Deriving the shutter map.

Input: Give shutter correct well exposed and stacked twilight flats at different lengths of exposure. Frames should have already been subjected to standard processing, bias subtraction, overscan correction, and dark current correction. In addition, it will help the statistics if many frames are averegade togethere to reduce the noise. Assume that all frames are the same shape and dimensions.

Suggested exposure times: These may vary based upon how long your shutter travel time will take, but assuming a shutter travel time of 0.010 seconds, some exposures of 0.1, 1.0, 5.0, 10.0 and 60 seconds or longer will be helpful. Make the longest exposure as long as is practically possible, since for this frame it is assumed that the shutter correction is negligable.

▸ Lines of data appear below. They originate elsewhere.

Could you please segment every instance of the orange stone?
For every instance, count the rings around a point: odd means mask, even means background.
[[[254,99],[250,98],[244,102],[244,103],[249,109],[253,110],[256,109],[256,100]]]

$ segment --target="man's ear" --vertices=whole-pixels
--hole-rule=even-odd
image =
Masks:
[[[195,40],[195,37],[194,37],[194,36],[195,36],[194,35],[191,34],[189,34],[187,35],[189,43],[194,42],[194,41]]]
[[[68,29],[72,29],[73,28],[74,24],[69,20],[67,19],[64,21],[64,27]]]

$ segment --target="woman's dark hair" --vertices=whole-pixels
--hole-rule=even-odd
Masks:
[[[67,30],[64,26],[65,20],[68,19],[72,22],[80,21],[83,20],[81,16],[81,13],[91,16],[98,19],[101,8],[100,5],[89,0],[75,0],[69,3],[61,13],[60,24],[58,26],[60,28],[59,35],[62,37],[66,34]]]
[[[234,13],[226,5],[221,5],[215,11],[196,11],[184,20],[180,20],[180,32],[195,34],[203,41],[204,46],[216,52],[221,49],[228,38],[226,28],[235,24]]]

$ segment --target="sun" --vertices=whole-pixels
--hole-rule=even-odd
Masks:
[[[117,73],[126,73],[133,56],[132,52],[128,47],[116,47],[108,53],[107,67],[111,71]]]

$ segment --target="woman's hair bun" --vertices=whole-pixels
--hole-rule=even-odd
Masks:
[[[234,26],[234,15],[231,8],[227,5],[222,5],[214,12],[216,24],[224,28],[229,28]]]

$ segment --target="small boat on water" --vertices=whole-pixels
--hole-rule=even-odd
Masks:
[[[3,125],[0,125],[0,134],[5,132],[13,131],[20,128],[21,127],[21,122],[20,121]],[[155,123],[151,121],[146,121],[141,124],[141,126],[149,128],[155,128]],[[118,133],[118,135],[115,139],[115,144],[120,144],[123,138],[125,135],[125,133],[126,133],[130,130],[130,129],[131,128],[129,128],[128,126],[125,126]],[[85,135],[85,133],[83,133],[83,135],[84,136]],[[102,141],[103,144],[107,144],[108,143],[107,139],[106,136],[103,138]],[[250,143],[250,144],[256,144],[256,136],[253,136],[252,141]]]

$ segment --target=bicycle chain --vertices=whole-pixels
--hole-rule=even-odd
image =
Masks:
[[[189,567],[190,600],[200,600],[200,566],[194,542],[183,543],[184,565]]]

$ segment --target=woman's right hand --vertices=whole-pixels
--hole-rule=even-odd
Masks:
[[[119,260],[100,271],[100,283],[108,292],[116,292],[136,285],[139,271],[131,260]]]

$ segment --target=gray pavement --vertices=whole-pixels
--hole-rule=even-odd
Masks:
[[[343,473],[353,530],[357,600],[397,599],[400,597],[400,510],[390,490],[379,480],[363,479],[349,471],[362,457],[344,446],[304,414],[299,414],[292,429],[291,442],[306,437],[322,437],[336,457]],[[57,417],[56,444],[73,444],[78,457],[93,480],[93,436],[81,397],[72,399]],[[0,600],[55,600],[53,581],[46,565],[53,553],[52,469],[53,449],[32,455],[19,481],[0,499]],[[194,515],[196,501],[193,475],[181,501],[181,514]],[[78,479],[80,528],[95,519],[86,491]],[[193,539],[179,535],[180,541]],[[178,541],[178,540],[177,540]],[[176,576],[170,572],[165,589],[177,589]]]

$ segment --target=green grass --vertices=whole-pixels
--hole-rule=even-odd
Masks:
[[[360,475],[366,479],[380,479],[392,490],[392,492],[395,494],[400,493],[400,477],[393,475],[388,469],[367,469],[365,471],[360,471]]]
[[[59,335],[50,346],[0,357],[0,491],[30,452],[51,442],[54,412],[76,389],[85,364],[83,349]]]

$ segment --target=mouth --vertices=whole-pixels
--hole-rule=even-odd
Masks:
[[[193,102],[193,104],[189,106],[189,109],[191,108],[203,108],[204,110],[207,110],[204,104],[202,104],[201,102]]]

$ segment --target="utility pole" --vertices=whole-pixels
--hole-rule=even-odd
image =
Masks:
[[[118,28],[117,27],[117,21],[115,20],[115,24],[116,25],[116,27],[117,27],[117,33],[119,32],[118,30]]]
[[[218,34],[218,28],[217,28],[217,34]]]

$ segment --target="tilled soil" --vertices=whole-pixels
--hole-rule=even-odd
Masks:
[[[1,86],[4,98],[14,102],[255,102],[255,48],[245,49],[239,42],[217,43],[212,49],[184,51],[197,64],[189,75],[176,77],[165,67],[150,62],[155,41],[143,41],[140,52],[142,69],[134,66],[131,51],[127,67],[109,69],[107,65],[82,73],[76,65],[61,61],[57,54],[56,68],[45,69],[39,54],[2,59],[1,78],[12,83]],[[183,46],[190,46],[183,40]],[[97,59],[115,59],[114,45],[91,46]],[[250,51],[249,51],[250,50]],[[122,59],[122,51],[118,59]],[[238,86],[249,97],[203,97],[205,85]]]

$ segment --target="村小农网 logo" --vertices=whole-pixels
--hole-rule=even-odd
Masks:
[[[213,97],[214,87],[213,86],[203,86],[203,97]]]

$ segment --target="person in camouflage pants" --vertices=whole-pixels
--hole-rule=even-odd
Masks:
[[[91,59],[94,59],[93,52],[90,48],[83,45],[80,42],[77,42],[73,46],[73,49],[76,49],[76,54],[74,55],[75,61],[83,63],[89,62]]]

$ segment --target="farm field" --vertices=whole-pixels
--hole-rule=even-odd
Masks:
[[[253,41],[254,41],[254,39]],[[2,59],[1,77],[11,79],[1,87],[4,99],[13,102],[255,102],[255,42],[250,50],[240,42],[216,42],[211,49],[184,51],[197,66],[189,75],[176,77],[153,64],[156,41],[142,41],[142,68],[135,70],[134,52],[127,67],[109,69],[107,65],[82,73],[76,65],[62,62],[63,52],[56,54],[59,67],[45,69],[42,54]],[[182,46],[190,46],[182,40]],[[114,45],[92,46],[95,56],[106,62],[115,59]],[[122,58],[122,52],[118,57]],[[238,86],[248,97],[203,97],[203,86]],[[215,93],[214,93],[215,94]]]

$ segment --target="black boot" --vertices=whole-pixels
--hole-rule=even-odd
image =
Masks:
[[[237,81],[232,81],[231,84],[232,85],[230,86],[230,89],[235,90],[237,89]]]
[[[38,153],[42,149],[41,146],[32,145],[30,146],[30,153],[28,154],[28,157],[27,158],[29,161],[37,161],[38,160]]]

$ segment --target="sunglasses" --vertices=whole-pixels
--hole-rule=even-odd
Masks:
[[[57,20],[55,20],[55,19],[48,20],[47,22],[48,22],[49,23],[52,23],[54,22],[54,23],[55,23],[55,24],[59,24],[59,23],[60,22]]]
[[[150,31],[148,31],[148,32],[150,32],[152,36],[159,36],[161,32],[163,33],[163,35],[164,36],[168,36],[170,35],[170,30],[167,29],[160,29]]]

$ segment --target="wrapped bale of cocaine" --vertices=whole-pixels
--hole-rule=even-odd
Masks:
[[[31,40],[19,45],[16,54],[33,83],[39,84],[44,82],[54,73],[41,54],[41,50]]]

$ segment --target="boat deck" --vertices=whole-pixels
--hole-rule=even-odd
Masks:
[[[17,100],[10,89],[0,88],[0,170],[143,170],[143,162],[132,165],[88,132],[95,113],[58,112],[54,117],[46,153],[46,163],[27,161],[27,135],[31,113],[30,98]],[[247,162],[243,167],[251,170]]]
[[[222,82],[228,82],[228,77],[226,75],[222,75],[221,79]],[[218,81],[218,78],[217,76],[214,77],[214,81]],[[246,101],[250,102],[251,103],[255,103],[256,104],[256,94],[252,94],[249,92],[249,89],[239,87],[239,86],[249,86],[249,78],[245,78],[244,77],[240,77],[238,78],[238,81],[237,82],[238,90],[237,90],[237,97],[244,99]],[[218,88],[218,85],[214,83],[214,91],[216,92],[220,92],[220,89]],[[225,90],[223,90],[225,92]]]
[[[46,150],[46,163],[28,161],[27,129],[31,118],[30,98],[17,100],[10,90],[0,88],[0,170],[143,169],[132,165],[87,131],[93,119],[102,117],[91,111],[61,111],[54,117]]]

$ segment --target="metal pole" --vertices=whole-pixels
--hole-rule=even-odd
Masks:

ShutterCorrect will then deliver a 2D fits frame that is a map of the amount of time (in seconds) that each pixel is missing in the exposure due to the shutter travelling, called the "shutter map," or $t_{\rm shutter}$. The commanded exposure time is labelled as $t_{\rm exp}$.

Assuming that the central pixels of the frame achieved 100% illumination, you can use the shutter map to determine the illumination map, which shows that the illumination percentage that the rest of the frame achieved::

illumination map = (Amount of time exposed)/(Amount of time commanded to expose)
= $\frac{t_{\rm exp} - t_{\rm shutter}}{t_{\rm exp}}$

One can use the shutter map to correct any given frame to a uniform illumination. This is desireable for any flat field images or science images taken during an astronomical observing session, called "user frame." The corrected frame will be::

corrected frame = \frac{user frame}{illumination map} = \frac{user frame \times t_{\exp}}{t_{\rm exp} - t_{\rm shutter}}

From the shutter map it is also possible to infer the shutter travel time. Essentially, the central pixels should be approximately 0.0 seconds, while the edge pixels will read a value approximately the total amount of time it takes the shutter to open and close.